Branches, he said, give banks an important physical presence in a market — a community hub of sorts, a source for philanthropy and small-business assistance. The role of the branch is shifting: People are coming in less frequently and are doing it for “advice-type visits,” Dimon said, as opposed to “transaction visits,” such as for deposits and withdrawals.
Dimon said he is more reluctant than many of his peers to close branches. He pointed out a brouhaha around a branch in a relatively remote part of Greenwich, Conn., that Chase had targeted for closure last year after it failed to meet the bank’s typical metrics for keeping a branch. It was still profitable, but apparently not profitable enough. Dimon received hundreds of notes from customers, pleading with him to save it. So he overrode the decision and kept the Banksville branch going.
“People inside the company got mad,” Dimon said. “I said, ‘I have a heart. I want you to learn to have a heart, too.’”
Dimon said he has long been bothered by the fact that there is not one true national bank, at least by his definition. The industry evolved in a hodgepodge way during the past four decades, after interstate banking rules loosened up. Big banks typically get bigger by acquiring smaller ones, bringing their customers and their business along with them. (Citigroup tried to buck the trend in Boston by opening standalone branches, but gave up in 2015 and left the market.)
In the face of a regulatory cap that makes additional bank acquisitions difficult, Chase has gone the “de novo” route instead, opening branches and recruiting customers one at a time.
It can be a slow, painstaking process. As of June 30, about 18 months after the first Greater Boston branch opened, Chase had $657 million in deposits in Massachusetts. That may sound like a lot. But it still represented less than half of 1 percent of the state’s market share — not enough to crack the state’s top 50. (For context, Chase was just ahead of the two-branch Winchester Co-operative Bank.) Most of Chase’s deposits in this state were tied to its Downtown Crossing branch.

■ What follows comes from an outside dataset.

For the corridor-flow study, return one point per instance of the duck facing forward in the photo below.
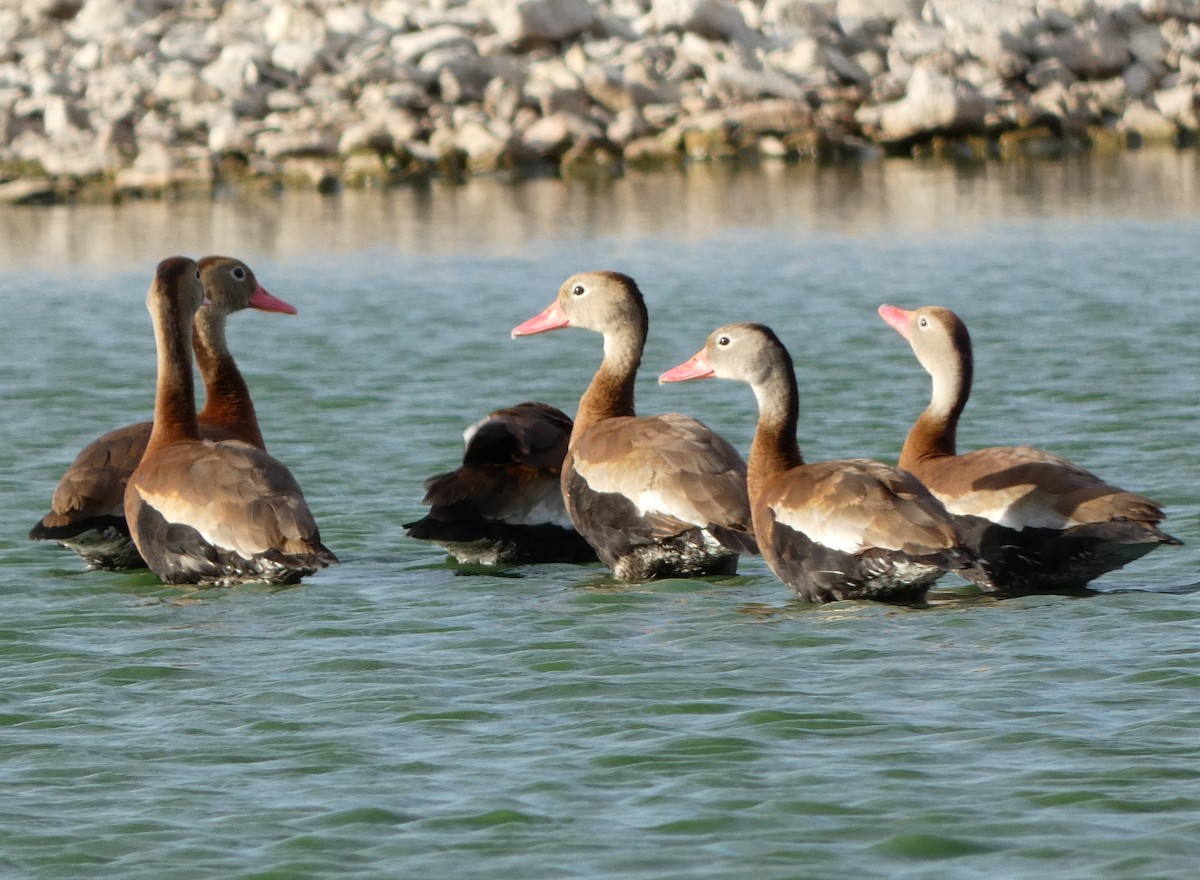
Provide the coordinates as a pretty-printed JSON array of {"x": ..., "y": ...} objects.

Dimon said Chase’s progress in Boston has been “fabulous” so far. There was no question in his mind that Chase would come to Boston — and not just because he spent eight formative years here, including four at Tufts University and two at Harvard Business School.
Dimon was back in town to visit HBS, where a case study has already been written on his company’s racial equity initiative. He also met with some clients, and with some top managers here.
He’s clearly itching to see everyone again, after more than a year of remote work. He made headlines last week about how he wants JPMorgan personnel to spend at least half their time back in the office by mid-July. Apprenticeship has suffered while employees worked from home, he said, as has the “spontaneous combustion of ideas.”
Zoom sure is handy, as is mobile banking. But Dimon reckons that all the advances in technology can’t replace real, face-to-face contact. In fact, Dimon and his company are betting on it.